When Seeta arrived, they searched for a quiet area and ended up settling on the dive equipment room, which was empty. Inside they were surrounded by racks of dive fins, masks, and wetsuits on hangers that had a sour smell. On the other wall, hidden behind a locked grate, were air tanks and oxygen lines.
“I need you to keep your people out of here,” Seeta ordered. “I have to calibrate my instruments.”
They stepped outside as Seeta began setting up her equipment.
“Quite a feisty young woman,” Wale said casually.
“Please don’t say that to her face.”
“Of course not. She’s quite well educated.”
“What is it with you and your PhDs?”
“Education is a mark of achievement. Pedigree and upbringing are as important as your current status because a wise man looks at things differently from an imbecile.”
“How about an imbecile with a PhD?”
“There are sadly too many.”
There was a high-pitched whinnying sound that grated at Bracket’s ears. Then the glass from the door of the equipment room splintered, the shards exploding outward. He fell to the ground, and Wale tripped over backward, his cane rattling on the concrete.
Bracket kicked the door open and found Seeta slumped over the artifact on the floor. “Seeta! Are you all right?”
“Ugh.”
He gently tried to raise her head. “Let me look at you.”
She slowly, painfully, allowed herself to be stretched out. He searched her torso for any kind of injury and then checked out her limbs. She hadn’t been harmed except for a nick on the back of her hand, which she must have picked up from the blast.
“Talk to me. Let me know you’re okay.”
“I’m okay,” she said.
Now Bracket became aware of the sound of air hissing around him. One of the air lines had ruptured. He quickly twisted the valve shut, grateful that nothing worse had happened.
Wale poked his head in, saw that she was okay, and huffed: “The artifact?”
“Now is not the time, Wale.”
“Well, what happened to it?”
“It broke! Okay, it broke!” Seeta snapped.
“Christ,” Bracket said. Although he knew it could have been a lot worse—there were more than a dozen oxygen tanks in the room.
“And where were you, Clarence? I pay you to look after me, not to flee at any sign of danger.”

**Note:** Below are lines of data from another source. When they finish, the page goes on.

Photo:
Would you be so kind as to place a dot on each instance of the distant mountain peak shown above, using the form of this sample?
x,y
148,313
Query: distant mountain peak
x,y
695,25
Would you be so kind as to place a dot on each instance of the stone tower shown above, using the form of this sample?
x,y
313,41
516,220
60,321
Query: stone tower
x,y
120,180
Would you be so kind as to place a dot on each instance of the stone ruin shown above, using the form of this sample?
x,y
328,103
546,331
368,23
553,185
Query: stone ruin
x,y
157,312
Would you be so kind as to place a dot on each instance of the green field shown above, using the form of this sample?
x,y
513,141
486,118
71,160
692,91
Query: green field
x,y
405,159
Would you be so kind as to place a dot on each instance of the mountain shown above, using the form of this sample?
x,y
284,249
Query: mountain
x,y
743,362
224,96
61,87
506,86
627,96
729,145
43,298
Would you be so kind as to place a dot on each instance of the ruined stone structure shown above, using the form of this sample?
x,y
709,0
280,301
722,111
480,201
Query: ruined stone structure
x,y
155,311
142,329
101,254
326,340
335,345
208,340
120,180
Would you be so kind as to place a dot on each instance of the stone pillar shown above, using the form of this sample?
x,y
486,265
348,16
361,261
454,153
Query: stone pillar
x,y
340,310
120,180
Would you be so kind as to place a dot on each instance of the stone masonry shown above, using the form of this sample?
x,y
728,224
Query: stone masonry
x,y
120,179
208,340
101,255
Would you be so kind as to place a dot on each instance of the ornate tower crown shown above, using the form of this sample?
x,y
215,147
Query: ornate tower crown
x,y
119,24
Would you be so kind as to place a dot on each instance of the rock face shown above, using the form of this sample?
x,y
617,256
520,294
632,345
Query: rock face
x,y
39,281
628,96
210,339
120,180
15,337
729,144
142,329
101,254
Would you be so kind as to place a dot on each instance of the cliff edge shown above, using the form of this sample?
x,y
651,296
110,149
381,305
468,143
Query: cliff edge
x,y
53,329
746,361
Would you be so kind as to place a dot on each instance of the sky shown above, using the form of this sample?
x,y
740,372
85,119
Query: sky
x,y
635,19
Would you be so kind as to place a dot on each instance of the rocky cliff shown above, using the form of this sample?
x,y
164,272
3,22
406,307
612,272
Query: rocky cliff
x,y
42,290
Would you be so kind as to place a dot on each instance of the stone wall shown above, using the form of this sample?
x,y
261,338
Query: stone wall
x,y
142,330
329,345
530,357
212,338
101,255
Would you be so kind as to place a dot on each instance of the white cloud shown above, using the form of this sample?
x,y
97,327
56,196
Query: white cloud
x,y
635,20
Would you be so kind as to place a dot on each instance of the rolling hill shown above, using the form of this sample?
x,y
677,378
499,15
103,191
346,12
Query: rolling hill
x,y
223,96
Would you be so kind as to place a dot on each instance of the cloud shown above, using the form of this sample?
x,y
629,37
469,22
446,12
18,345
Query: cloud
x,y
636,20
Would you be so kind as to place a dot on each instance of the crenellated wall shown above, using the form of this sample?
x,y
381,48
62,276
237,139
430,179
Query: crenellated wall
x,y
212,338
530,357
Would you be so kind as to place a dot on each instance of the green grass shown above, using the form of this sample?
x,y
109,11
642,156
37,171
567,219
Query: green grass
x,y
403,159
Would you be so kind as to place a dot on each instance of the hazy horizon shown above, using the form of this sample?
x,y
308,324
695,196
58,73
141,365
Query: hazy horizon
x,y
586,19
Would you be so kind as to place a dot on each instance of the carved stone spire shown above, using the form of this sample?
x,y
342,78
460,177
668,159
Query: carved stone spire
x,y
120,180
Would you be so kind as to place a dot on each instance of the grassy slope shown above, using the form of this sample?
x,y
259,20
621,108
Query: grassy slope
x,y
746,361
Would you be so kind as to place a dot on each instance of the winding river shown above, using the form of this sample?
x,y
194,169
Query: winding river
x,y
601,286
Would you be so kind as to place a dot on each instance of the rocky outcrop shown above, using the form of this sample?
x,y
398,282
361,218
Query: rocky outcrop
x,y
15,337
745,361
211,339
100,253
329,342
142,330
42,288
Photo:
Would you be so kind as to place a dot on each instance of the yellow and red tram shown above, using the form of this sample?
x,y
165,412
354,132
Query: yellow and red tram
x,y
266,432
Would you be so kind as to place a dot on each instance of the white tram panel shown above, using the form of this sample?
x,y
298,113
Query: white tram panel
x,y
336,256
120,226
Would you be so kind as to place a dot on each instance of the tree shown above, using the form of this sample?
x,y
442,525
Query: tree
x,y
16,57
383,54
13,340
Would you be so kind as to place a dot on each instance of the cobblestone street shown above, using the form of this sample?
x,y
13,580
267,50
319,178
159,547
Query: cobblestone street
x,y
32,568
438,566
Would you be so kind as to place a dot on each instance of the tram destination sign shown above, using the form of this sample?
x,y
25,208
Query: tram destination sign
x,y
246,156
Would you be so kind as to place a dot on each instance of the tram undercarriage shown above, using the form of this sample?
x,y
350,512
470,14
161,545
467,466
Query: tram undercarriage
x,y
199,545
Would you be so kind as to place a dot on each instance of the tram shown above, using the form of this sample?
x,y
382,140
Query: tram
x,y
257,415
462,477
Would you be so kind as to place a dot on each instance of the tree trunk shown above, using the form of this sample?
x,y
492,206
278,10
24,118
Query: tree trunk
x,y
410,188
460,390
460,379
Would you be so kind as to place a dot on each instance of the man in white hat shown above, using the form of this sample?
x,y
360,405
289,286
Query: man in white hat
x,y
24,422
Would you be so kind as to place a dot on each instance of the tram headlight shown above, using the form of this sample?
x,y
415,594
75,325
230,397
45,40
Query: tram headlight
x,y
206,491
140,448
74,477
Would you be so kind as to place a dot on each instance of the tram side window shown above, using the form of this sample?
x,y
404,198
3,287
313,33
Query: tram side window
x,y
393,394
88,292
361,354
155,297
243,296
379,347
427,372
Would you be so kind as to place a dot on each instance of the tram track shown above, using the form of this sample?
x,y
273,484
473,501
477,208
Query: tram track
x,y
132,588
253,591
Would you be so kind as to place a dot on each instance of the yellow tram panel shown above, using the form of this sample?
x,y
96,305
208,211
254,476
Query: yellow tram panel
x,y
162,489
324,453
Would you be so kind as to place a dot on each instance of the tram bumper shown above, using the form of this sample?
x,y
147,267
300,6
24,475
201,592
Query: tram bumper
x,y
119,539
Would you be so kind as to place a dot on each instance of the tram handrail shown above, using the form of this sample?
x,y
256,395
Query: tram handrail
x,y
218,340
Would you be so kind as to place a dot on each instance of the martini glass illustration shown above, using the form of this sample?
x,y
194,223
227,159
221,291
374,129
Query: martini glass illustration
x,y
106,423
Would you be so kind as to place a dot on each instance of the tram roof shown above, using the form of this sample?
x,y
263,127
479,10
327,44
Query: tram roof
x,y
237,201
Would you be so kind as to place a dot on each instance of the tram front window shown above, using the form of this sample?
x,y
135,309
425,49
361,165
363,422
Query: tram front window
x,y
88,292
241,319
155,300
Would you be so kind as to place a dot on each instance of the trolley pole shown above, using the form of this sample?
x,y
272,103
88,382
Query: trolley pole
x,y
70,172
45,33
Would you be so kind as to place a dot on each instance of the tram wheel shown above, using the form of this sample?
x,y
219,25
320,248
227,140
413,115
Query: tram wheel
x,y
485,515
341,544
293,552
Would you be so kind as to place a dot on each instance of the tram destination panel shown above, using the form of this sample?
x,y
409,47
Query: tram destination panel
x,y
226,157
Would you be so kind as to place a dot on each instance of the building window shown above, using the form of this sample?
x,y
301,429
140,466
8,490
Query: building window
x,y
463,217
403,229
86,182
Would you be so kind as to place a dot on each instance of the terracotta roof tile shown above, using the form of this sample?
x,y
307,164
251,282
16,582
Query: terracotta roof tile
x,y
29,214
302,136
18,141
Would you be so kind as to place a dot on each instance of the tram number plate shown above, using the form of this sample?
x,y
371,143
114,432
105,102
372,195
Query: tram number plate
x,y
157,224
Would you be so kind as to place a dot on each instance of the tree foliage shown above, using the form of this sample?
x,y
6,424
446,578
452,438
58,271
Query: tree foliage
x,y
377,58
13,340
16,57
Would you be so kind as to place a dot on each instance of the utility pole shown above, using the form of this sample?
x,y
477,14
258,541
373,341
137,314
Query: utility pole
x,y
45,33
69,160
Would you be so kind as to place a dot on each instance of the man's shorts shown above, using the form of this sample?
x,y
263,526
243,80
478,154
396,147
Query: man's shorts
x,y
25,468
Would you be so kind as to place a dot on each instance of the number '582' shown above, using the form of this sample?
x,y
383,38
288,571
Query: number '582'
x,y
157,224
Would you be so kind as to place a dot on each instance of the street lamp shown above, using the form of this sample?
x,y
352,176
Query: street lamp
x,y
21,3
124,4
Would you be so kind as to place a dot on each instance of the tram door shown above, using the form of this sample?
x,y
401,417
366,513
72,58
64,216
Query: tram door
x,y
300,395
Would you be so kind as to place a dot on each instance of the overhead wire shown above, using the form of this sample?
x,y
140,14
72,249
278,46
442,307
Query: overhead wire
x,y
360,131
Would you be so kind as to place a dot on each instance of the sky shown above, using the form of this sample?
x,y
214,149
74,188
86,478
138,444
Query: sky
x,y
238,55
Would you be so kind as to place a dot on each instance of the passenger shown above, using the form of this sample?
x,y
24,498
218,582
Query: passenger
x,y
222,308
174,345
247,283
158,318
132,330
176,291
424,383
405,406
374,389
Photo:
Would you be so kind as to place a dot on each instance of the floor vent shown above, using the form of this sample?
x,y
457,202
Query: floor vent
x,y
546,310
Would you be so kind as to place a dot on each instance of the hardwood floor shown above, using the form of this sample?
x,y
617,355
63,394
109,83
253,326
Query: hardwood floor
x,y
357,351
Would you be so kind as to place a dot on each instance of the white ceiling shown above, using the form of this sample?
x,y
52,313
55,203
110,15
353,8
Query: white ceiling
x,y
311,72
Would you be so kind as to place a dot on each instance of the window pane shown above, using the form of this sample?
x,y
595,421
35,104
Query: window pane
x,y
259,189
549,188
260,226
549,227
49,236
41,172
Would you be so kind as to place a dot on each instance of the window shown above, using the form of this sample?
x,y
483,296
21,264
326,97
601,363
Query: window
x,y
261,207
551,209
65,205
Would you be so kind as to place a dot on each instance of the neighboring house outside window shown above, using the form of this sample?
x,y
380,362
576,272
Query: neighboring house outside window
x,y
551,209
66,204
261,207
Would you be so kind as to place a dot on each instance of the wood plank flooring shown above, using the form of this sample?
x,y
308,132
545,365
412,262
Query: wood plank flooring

“I was pushed back by the explosion.”
“That was some distance.”
Seeta leaned against the wall of the hyperbaric chamber. “The tones, Kwesi. What I heard in there.”
“What tones?”
“I calibrated the instrument across several frequencies. The pottery was responding somehow, as if it was listening. I felt subtle vibrations as I played back the same tones. The rock inside was growing warm…the next thing I know the pottery exploded. It responded to sound in a way I’ve never encountered before. I wasn’t playing a strong amplitude, certainly not strong enough to break it.”